Deutsche Telekom Touts New Data Center as ‘Fort Knox’ for German Data

In wake of Snowden revelations, German service provider seeks to capitalize on eroding trust in U.S. competitors

Yevgeniy Sverdlik

July 7, 2014

2 Min Read
Deutsche Telekom Touts New Data Center as ‘Fort Knox’ for German Data
Deutsche Telekom subsidiary T-Systems’ data center in Biere, Germany. (Photo: T-Systems)

T-Systems, the IT services arm of Deutsche Telekom AG, has opened a large data center in Biere, Germany, pitching it as a facility for customers concerned with keeping their data within the country’s borders.

Following revelations of reportedly overzealous bulk data collection from electronic communications infrastructure by the U.S. National Security Agency leaked by former NSA contractor Edward Snowden, data center location has become an acute concern for many customers.

Germany has been one of the multiple epicenters of the Snowden scandal, since some of the documents the whistleblower leaked to the press showed that the NSA had been tapping German Chancellor Angela Merkel’s cellphone.

Damage done

Eroding trust in U.S.-based service providers that resulted from the revelations has already effected some real business damage. The German government announced late last month that it would end a contract with Verizon because it was worried the company could be helping U.S. intelligence agencies listen in on its communications, the Associated Press reported.

Both T-Systems and its parent company Deutsche Telekom benefit from customers’ distrust in their U.S. competitors, such as Verizon. The German company’s messaging around the new data center couldn’t be clearer.

“We are investing in Germany as a center of IT business because German data protection standards are highly valued,” Deutsche Telekom CEO Tim Höttges said in a statement. “Our customers now have a ‘High-Tech Fort Knox’ from a cloud provider they trust fully.”

An August 2013 report by the German magazine Der Spiegel, however, makes the story not as clear-cut as it may seem at first.
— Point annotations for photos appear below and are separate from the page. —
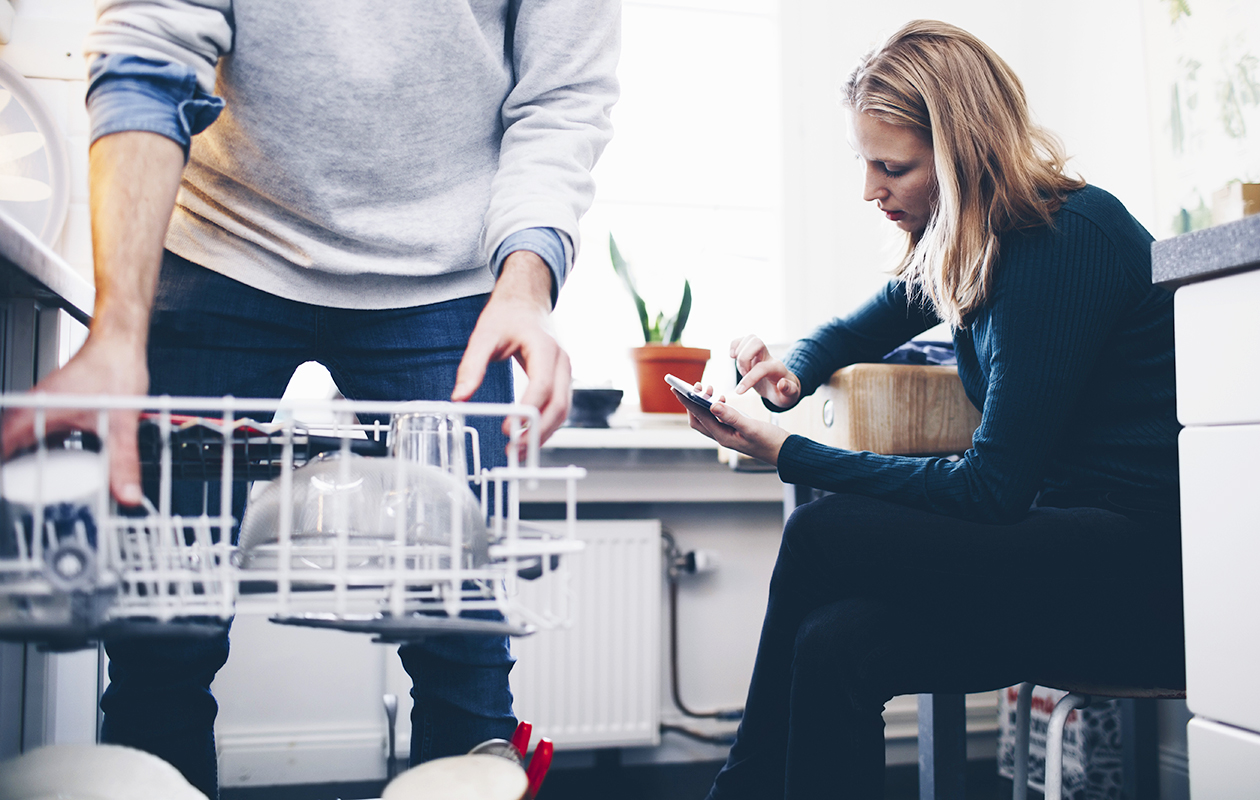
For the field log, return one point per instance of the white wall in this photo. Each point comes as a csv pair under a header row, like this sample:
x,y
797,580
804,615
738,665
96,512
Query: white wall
x,y
47,47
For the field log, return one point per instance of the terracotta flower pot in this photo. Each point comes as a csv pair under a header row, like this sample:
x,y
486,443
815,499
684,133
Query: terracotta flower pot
x,y
653,362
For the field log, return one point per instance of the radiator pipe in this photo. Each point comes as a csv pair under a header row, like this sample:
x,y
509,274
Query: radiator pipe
x,y
675,563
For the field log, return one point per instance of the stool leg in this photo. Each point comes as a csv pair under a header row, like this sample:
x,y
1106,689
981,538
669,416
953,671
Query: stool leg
x,y
1023,722
1055,742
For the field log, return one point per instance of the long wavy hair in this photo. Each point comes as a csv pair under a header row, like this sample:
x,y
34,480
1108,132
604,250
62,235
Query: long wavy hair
x,y
996,169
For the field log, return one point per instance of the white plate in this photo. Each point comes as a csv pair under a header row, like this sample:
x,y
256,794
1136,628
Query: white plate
x,y
68,476
460,777
92,772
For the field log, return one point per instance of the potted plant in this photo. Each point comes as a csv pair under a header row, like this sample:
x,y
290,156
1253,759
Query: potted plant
x,y
660,352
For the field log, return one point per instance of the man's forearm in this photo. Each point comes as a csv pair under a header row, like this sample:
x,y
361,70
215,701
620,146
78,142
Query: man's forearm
x,y
134,179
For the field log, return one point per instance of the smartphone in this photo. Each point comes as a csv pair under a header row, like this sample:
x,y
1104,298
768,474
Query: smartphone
x,y
688,392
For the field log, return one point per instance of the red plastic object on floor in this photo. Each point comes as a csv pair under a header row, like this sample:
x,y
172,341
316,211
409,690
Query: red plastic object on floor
x,y
521,738
538,766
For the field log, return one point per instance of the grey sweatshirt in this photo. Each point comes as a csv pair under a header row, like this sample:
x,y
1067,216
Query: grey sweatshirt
x,y
374,154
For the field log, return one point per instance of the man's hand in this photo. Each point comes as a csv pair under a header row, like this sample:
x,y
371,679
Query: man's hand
x,y
102,369
730,428
517,323
134,177
764,373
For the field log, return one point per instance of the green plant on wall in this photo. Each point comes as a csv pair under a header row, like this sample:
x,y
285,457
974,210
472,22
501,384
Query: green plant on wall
x,y
662,329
Citing certain documents from the Snowden collection, the report said German foreign intelligence agency Bundesnachrichtendienst had been actively cooperating with U.S. intelligence, passing on metadata collected from German telecommunication networks.
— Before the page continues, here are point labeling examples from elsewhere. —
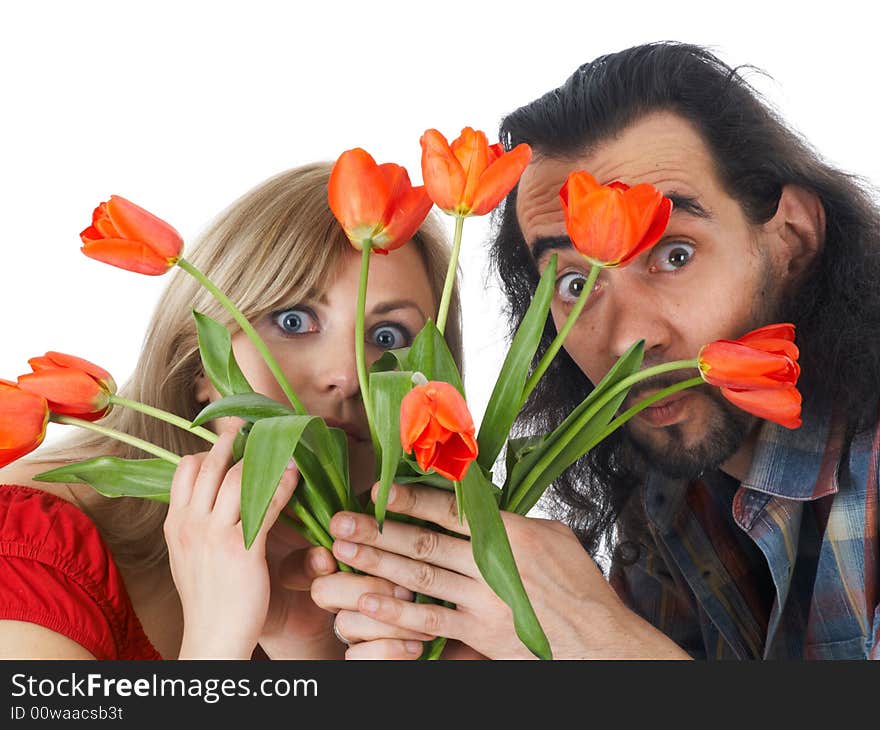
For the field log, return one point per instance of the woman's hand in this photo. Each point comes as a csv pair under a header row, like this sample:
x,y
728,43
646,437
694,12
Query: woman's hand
x,y
337,593
224,588
579,612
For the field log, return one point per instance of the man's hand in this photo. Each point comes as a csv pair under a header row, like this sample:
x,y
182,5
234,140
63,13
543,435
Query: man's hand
x,y
580,613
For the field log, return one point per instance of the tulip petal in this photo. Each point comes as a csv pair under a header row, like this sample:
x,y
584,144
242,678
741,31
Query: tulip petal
x,y
128,255
23,420
442,172
136,224
649,210
68,392
500,178
415,414
407,217
71,361
780,405
732,364
471,149
784,331
358,194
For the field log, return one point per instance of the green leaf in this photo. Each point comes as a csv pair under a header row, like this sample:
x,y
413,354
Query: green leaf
x,y
392,360
430,356
329,469
504,403
269,448
240,442
218,359
115,477
494,558
573,438
249,406
387,390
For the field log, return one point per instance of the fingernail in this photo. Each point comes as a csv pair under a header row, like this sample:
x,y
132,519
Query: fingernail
x,y
344,549
343,526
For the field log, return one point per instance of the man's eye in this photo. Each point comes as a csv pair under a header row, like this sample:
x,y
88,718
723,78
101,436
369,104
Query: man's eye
x,y
671,256
389,336
296,321
569,286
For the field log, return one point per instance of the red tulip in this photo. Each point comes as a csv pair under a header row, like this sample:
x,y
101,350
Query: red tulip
x,y
612,224
72,386
375,203
470,176
437,427
125,235
23,419
758,373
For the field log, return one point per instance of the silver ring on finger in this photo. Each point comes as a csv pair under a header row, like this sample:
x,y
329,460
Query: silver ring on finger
x,y
338,634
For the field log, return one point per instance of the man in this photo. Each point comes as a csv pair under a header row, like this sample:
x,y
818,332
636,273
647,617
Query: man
x,y
731,537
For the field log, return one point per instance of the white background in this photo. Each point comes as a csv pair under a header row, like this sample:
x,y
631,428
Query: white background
x,y
182,107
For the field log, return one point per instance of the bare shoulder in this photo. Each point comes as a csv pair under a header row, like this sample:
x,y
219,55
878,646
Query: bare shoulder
x,y
24,640
23,473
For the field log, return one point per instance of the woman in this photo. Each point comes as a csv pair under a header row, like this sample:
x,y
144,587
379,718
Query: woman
x,y
281,256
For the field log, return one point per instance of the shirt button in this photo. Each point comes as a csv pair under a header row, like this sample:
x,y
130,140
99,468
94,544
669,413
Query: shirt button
x,y
627,553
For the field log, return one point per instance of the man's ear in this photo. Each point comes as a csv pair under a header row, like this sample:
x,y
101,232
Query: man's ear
x,y
799,223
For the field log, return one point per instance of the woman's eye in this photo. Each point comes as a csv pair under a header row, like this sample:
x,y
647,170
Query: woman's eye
x,y
389,336
569,286
671,256
296,321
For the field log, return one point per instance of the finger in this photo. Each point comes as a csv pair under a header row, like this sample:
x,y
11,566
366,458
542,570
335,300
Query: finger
x,y
283,493
420,543
301,567
214,467
356,627
426,503
183,481
426,618
417,576
227,506
385,649
343,590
Twin sites for full data replication

In addition to the new facility in Biere, T-Systems has built a “twin site” in nearby Magdeburg. The data centers will work in tandem, replicating data across the two locations for high availability.


T-Systems' Magdeburg, Germany, data center - a twin site to the company's data center in nearby Biere. (Photo: T-Systems)
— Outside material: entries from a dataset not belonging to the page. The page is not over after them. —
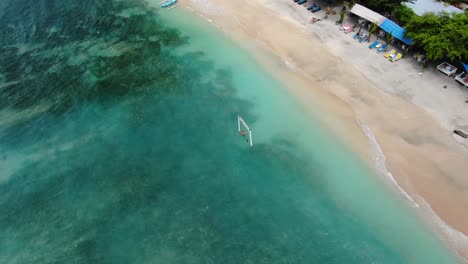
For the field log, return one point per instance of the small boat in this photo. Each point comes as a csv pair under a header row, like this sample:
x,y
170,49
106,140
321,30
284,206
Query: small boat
x,y
168,3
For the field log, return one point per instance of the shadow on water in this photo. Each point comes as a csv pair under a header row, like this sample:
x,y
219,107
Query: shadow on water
x,y
135,159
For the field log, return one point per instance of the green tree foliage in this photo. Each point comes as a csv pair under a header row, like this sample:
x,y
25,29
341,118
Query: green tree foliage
x,y
384,7
403,14
441,35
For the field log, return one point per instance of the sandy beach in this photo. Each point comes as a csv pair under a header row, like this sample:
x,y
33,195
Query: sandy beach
x,y
363,95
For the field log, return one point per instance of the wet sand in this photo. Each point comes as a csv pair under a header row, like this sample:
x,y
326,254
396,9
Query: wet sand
x,y
421,153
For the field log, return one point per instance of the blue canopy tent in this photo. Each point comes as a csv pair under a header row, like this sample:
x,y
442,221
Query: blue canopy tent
x,y
396,31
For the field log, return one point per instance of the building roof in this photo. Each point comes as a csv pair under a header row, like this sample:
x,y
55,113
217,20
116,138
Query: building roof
x,y
383,22
367,14
396,31
420,7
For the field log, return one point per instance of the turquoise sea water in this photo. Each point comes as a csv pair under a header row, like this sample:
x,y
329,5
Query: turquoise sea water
x,y
118,144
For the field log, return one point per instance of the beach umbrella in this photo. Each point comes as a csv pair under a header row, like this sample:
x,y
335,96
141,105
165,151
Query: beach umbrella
x,y
465,65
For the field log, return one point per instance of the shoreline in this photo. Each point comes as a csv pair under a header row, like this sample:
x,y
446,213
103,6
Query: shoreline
x,y
430,181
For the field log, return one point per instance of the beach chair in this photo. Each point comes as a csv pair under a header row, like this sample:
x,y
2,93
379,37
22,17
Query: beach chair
x,y
390,54
447,69
312,6
373,45
364,37
397,57
382,48
349,30
315,9
345,26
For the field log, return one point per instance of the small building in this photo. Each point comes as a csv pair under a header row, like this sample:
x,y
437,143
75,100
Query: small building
x,y
420,7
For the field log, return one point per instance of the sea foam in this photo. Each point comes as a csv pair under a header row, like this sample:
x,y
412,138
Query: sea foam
x,y
448,233
379,160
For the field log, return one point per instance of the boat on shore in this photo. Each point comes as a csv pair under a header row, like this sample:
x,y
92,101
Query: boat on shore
x,y
168,3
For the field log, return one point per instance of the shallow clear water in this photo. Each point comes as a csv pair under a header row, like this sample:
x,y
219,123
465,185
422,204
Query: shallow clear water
x,y
118,144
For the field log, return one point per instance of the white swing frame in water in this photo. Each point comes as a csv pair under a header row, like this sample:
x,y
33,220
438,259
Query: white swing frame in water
x,y
241,121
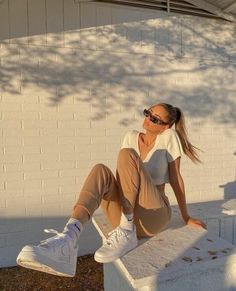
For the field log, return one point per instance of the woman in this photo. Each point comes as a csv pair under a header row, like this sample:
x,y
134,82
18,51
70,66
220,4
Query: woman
x,y
134,202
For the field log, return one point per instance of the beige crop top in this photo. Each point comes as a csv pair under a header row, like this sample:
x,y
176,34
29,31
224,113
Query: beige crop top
x,y
166,149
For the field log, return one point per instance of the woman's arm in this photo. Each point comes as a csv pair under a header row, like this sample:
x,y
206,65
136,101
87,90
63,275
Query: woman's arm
x,y
177,184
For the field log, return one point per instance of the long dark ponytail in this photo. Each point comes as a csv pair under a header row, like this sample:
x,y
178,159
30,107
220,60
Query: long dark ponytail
x,y
176,117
Together, the two data centers currently have capacity to support about 30,000 servers, the company said. Current total data center floor space measures about 60,000 square feet, but the sites are expandable up to a total of about 430,000 square feet.

The Biere facility has received LEED Gold certification from the U.S. Green Building Council for environmentally friendly design features.

Reseller deal with Salesforce

Deutsche Telekom also announced a deal with Salesforce, whereby T-Systems will become a reseller of the company's customer relations management products in Germany, Switzerland and Austria. The CRM provider will also take space at one of the provider's data centers in Germany in the near future.

The companies plan to eventually expand the partnership to cover more countries in the Europe, Middle East and Africa region.